Gemelli Generator è un centro all’avanguardia della Fondazione Policlinico Universitario Agostino Gemelli IRCCS con competenze multidisciplinari, nato allo scopo di realizzare progetti e soluzioni innovative a supporto della ricerca e della pratica clinica. Tutto il personale della Fondazione, in concomitanza con la somministrazione della prima dose di vaccino, riceve un’informativa sull’applicazione, compatibile sia con iPhone che con Android, e viene invitato a scaricarla. L’utilizzo della app è estremamente semplice ed intuitivo. Dopo aver scaricato la app sullo smartphone e aver effettuato la registrazione, all’utente viene richiesto di riportare eventuali reazioni avverse avute il giorno della vaccinazione e nei sette giorni successivi, attraverso un agile questionario. Il sistema, a marchio CE e certificato come Medical Device di classe I secondo la normativa europea di riferimento (1,2), integra i più robusti criteri di compliance con la General Data Protection Regulation (GDPR, 3) e di qualità di gestione della sicurezza delle informazioni secondo lo standard ISO/IEC 27001.

Cosa dicono gli esperti

“Questo servizio – commenta il professor Vincenzo Valentini, Direttore del Gemelli Generator, del Gemelli ART (Advanced Radiation Therapy) e vicedirettore scientifico della Fondazione Policlinico Universitario Agostino Gemelli IRCCS di Roma, con delega ai Big Data – trova la sua utilità diretta nel monitoraggio dei possibili eventi avversi (astenia, cefalea, dolori muscolari e/o articolari, febbre, brividi, nausea, ecc.) tramite una serie di dati reali autoriportati”.

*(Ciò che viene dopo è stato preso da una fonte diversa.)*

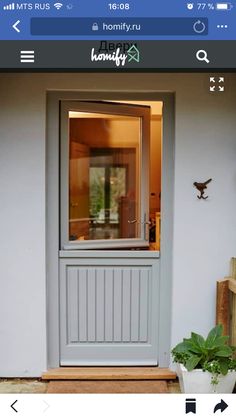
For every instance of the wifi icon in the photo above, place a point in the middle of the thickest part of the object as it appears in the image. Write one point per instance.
(58, 5)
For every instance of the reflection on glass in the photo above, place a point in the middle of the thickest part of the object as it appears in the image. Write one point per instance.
(104, 177)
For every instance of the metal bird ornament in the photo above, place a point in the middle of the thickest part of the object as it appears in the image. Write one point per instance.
(201, 188)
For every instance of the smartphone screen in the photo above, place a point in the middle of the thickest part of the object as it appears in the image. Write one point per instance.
(117, 208)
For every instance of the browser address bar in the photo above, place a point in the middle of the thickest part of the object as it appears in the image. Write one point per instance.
(119, 26)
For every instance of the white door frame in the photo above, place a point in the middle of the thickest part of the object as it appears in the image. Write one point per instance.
(53, 219)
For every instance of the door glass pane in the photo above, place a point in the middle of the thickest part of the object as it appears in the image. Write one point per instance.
(104, 189)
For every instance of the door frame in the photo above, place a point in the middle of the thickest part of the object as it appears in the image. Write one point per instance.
(53, 211)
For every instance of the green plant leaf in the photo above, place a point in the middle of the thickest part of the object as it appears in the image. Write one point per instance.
(213, 334)
(224, 351)
(198, 340)
(192, 362)
(219, 341)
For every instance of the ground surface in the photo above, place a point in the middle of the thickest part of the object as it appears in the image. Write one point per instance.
(34, 386)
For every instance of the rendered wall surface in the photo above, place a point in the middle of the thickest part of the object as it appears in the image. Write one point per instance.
(204, 231)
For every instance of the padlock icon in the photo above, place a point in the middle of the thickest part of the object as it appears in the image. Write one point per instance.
(95, 27)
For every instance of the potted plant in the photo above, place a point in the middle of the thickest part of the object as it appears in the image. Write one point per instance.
(206, 365)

“Generator app Vaccinale – commenta il dottor Andrea Cambieri, Direttore Sanitario del Policlinico Gemelli – è una modalità innovativa per tutelare la salute dei nostri collaboratori vaccinati contro il COVID-19. Essa faciliterà la corretta adozione di misure di tutela, monitoraggio e prevenzione da parte della persona stessa”. Ma non solo. “L’utilizzo dell’app, grazie alla raccolta di dati real world elaborati tramite algoritmi di intelligenza artificiale – prosegue il professor Valentini – se adottata su scala regionale o nazionale, potrebbe contribuire a finalità di salute pubblica attraverso una migliore definizione della reale prevalenza di reazioni avverse o sintomi post-vaccinali, da condividere con i referenti delle attività di farmacovigilanza. Fornirà inoltre risultati che, aggregati in forma anonima, potranno essere analizzati dai ricercatori che accederanno al Data Mart Covid del Centro Gemelli Generator, a disposizione di tutti i ricercatori della Fondazione”.

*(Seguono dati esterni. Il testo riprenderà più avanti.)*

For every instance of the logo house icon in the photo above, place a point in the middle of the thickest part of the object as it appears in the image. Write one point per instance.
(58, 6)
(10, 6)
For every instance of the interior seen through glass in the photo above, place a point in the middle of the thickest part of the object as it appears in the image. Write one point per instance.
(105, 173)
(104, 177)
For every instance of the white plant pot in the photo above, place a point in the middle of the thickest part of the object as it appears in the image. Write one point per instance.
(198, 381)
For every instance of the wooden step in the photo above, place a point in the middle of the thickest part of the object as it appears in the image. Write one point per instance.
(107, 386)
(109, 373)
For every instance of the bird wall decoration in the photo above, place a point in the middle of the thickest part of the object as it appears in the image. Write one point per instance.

“Lo sviluppo di questa soluzione – spiega il professor Giovanni Scambia, Direttore Scientifico del Policlinico Gemelli – è un esempio concreto di come sia possibile coniugare la ricerca alla prevenzione, rappresentando un ambito strategico su cui nel prossimo futuro continueremo a puntare molto in quanto Istituto di Ricovero e Cura a Carattere Scientifico (IRCCS)”.

“Il co-sviluppo di ‘Generator app Vaccinale’ – sostiene il dottor Alfredo Cesario, Open Innovation Manager presso la Direzione Scientifica del Policlinico Gemelli – nasce grazie a una collaborazione industriale di ricerca, rientrando perfettamente nelle strategie di innovazione e trasformazione digitale del Policlinico Gemelli. Questa app è un prototipo messo a punto in condizioni di emergenza, in modo conforme ai protocolli ISO e al GDPR e certificata come medical device”.

Un approccio della lotta al virus, basato su ricerca e industria, che in Italia era già stato introdotto grazie agli sforzi per il vaccino italiano di Spallanzani-ReiThera.

Il dottor Stefano Patarnello, Direttore Operations del centro Gemelli Generator, ha coordinato e gestito il progetto, implementato dalla dottoressa Alice Luraschi e dal dottor Nikola Dino Capocchiano, rispettivamente Program Manager e Data Scientist del centro, con il supporto clinico della professoressa Patrizia Laurenti, Direttore dell’Unità di Igiene Ospedaliera, e della dottoressa Flavia Beccia, afferente alla medesima unità operativa.